Friday, April 4, 2008

Merging

Then he was on the freeway.

He realized he was alone, all alone in his car, and this was a problem. He’d been running around, running errands, lifting stuff, just generally active, and this was going to be a problem. Wasn’t it. How could it not be?

His mind had been blissful until he hit that ramp, where you can’t just stop and put it into reverse. He was really on it now.

He performed his usual calculations: his blood sugar at sunrise was a little high, 180, but it’s usually higher in the morning. He had 2 beers the evening before that should not interfere. He had soy milk instead of usual milk with breakfast, but this shouldn’t be a great factor. He made a trip to the junction, picked up cat food and candles and spent a lot of time at the record store. Not that it amounts to a lot of activity, but it isn’t sitting, either. And he was walking briskly. He thinks that he should be even. Perhaps even a little high, not too high, but safely high.

But he was shaking and his heart was racing and he could feel the tickling at his scalp, and it started once he got on the freeway.
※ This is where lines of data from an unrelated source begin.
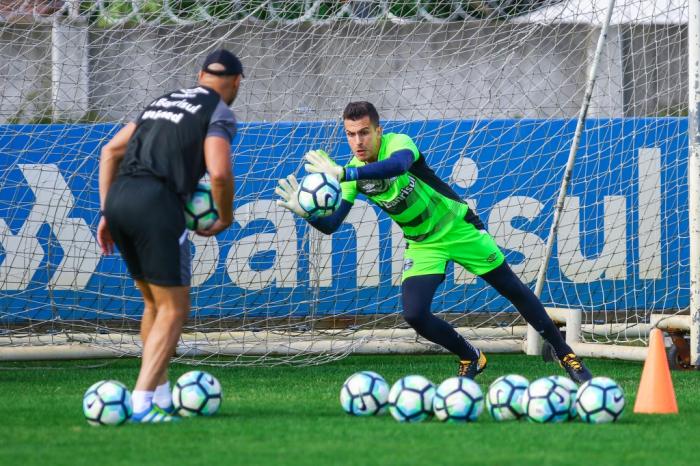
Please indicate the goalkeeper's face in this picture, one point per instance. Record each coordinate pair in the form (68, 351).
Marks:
(364, 138)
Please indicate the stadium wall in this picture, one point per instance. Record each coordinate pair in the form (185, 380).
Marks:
(268, 264)
(305, 68)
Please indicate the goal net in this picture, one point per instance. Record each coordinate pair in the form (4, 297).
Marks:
(490, 90)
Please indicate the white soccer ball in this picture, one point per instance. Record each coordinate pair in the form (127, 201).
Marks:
(600, 400)
(505, 397)
(546, 401)
(319, 194)
(364, 394)
(411, 399)
(200, 211)
(571, 387)
(107, 402)
(458, 399)
(196, 393)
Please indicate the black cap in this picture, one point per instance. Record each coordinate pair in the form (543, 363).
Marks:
(222, 63)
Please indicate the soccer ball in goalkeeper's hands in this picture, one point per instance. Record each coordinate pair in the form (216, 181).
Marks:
(107, 402)
(364, 394)
(200, 210)
(319, 194)
(196, 393)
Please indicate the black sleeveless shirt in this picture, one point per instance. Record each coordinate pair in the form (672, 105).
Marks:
(168, 143)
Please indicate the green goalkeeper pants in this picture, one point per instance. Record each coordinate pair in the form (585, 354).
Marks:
(473, 249)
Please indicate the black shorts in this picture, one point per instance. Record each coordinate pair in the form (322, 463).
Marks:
(147, 224)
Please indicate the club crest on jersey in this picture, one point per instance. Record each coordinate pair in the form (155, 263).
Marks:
(374, 187)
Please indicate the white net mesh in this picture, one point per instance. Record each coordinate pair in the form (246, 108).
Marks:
(488, 89)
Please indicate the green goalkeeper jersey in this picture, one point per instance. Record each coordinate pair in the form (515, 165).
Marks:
(423, 205)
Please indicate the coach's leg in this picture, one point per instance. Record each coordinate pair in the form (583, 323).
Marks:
(504, 280)
(162, 396)
(172, 305)
(417, 296)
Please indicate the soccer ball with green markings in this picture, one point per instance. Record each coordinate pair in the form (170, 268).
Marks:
(196, 393)
(200, 211)
(505, 397)
(458, 399)
(546, 401)
(571, 387)
(364, 394)
(107, 403)
(600, 400)
(411, 399)
(319, 194)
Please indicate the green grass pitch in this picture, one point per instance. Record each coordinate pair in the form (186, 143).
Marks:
(292, 416)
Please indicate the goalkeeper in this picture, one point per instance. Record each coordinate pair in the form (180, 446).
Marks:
(438, 227)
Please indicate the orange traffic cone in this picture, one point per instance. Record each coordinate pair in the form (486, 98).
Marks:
(656, 394)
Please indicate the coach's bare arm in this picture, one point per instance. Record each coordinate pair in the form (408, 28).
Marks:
(110, 158)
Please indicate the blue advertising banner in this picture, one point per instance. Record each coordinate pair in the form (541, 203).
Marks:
(623, 242)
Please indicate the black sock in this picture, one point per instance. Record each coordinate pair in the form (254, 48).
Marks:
(504, 280)
(417, 295)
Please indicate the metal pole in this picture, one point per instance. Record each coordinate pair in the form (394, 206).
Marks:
(534, 340)
(694, 175)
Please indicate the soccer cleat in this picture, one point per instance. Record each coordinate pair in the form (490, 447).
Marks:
(575, 368)
(470, 369)
(153, 415)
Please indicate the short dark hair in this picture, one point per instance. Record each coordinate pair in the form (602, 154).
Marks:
(357, 110)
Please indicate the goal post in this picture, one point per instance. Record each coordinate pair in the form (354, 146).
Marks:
(694, 177)
(490, 91)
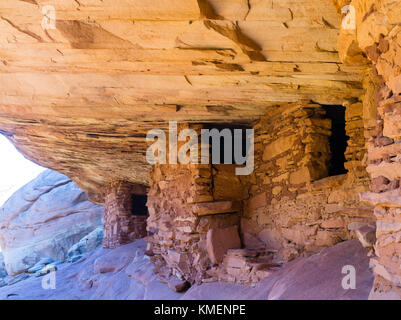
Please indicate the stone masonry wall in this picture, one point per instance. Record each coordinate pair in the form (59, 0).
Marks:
(377, 37)
(120, 225)
(185, 202)
(291, 209)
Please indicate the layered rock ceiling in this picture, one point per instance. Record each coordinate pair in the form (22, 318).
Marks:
(80, 98)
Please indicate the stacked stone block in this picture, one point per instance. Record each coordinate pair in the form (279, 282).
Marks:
(121, 226)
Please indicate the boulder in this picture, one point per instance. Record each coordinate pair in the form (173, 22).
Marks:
(43, 220)
(88, 243)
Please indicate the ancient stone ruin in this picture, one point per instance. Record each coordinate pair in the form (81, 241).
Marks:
(318, 82)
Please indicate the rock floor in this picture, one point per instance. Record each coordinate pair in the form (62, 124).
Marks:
(125, 273)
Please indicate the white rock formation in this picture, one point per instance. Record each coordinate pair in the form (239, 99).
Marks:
(44, 219)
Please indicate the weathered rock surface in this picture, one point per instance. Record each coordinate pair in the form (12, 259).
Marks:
(3, 271)
(316, 277)
(44, 219)
(86, 244)
(111, 70)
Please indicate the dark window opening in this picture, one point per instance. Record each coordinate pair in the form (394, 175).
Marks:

His breath was labored. He has to be suffering insulin shock. And he is stuck. He is captive of this vehicle that continues to go forward, and even if he stopped, then what? Running back would burn him out to a finish. Even if he managed to wave a car to a stop, they would have to have food. What are the chances of that? His arms felt heavy on the steering wheel. He resolved to just go forward and pray there are no delays and that it doesn’t take more than eight or ten minutes to get off this freeway and to a small drugstore or market where he can collapse, no maybe he’ll have time to grab a sports drink or something and he’ll make it but fuck, eight minutes? He knows he has half that, and there is simply no way. He has four or three or two.

His heart rate gets faster and faster, but that is it.
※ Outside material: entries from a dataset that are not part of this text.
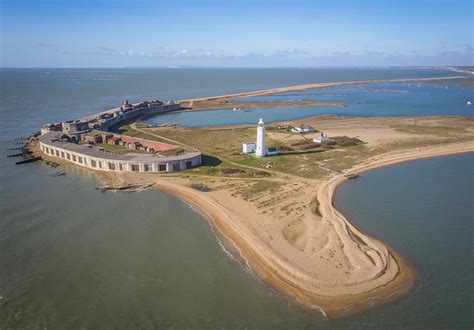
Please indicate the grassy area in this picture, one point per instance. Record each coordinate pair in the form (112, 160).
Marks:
(302, 158)
(299, 156)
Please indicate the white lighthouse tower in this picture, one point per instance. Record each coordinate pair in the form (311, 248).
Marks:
(261, 149)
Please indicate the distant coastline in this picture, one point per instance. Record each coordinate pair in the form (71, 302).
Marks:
(299, 243)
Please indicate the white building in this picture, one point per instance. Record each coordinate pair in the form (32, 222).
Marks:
(323, 139)
(261, 148)
(248, 148)
(303, 129)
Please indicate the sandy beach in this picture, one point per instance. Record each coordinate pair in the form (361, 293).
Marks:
(370, 272)
(190, 102)
(285, 225)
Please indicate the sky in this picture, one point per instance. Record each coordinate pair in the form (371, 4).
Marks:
(233, 33)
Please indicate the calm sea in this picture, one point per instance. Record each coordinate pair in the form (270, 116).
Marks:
(73, 257)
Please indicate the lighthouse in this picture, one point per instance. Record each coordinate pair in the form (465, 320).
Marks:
(261, 148)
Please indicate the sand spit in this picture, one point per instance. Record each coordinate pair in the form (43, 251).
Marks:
(377, 272)
(313, 86)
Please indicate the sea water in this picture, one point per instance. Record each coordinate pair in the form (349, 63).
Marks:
(74, 257)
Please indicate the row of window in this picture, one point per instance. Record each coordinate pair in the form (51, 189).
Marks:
(111, 166)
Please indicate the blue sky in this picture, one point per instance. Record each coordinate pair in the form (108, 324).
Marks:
(117, 33)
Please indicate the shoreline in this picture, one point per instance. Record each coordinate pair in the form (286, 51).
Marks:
(331, 306)
(375, 273)
(313, 86)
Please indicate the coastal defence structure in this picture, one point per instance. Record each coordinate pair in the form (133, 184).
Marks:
(69, 140)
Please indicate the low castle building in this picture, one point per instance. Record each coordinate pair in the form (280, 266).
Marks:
(60, 140)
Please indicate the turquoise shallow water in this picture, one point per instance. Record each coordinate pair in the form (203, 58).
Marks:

He doesn’t feel like he’s losing consciousness; he doesn’t feel like he is dying. He only feels the stress and the panic, and he comes to feel that that is all this is. Panic. Because he made a bad turn, got into a situation where he wasn’t in control, where he was a bug trapped on his back to chance’s indiscriminate heel. He feels a little silly about it.
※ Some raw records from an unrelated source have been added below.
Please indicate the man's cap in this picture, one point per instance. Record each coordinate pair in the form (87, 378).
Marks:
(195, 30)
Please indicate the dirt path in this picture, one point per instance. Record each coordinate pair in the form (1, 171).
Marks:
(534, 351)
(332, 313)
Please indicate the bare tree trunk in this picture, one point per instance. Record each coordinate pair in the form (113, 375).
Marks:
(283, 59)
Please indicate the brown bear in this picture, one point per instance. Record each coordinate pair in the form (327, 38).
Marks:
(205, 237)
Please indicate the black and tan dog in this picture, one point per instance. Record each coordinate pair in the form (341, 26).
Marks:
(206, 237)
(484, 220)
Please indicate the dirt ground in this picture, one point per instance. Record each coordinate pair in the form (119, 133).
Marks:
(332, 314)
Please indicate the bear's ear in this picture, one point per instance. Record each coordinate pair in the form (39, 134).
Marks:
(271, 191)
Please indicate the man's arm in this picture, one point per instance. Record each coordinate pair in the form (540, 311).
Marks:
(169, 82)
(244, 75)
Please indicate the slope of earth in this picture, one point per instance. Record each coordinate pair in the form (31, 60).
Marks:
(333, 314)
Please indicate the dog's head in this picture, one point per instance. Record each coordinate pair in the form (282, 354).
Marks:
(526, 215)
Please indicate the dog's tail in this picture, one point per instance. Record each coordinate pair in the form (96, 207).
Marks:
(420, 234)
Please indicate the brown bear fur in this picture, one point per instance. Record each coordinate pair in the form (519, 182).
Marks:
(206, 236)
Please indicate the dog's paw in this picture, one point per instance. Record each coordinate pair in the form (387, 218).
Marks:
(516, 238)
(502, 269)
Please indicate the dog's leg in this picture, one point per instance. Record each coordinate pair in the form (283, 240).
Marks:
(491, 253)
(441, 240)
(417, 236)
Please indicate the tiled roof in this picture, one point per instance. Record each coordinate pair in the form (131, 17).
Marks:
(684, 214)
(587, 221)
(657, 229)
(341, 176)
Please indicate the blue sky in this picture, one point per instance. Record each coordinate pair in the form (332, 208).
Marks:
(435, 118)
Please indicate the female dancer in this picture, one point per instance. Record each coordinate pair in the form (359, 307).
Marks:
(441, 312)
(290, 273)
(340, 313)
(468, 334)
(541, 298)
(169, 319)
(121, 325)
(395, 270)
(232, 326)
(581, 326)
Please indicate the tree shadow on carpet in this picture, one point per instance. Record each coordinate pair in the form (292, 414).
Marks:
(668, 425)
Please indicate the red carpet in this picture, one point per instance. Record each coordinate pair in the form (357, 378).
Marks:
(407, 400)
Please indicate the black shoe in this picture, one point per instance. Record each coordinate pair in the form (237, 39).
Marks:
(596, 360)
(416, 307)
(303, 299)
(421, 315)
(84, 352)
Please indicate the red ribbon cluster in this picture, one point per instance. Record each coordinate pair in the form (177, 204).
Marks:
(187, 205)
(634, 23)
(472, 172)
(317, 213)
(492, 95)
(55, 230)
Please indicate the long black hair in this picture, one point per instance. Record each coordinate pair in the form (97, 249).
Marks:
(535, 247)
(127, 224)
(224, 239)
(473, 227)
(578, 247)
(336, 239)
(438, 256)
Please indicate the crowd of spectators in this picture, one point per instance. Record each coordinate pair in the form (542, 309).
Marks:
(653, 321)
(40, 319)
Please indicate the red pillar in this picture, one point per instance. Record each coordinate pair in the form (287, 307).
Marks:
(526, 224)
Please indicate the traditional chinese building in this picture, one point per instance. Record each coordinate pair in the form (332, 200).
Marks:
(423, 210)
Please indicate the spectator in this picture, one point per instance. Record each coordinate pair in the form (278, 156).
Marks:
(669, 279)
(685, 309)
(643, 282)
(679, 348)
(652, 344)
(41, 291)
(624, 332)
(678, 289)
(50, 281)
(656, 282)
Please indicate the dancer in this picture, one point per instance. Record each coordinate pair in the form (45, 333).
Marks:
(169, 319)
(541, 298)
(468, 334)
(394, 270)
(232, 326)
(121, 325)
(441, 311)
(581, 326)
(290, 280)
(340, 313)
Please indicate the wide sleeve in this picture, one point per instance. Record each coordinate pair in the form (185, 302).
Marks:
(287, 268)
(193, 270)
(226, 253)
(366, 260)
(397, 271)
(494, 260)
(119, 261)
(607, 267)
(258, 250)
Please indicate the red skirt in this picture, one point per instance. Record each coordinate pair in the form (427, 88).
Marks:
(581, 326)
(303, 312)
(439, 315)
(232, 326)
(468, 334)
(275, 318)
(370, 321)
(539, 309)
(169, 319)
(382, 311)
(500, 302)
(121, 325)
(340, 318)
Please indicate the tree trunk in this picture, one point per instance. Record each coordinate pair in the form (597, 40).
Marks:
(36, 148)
Because it undermined his logic. Ever since day one, he had taken the diabetes in stride. He was neither depressed nor catastrophic about it when diagnosed: the doctor even commented on how calmly he took it in as he listened to all the things he would have to do, all the changes he would have to make. There was a simple reason for this. He had already absorbed his own death as a possibility, as a scenario, imagining it in hundreds of contingents. The diabetes meant nothing to him but to bring death a little closer. He had already desensitized death to make life more enjoyable – something he was thankful for on those first nights home from the hospitable when he would go to sleep not knowing if he would wake up in the morning.


The panic attack proved he was somehow afraid of death. He felt like he was ending a long run of irrational bravado. And he could not figure out for how long this fear had been creeping into his mind. All of this he thought as his shoulders shook and his heart went mad with beating; that these were the signs that he wanted to survive.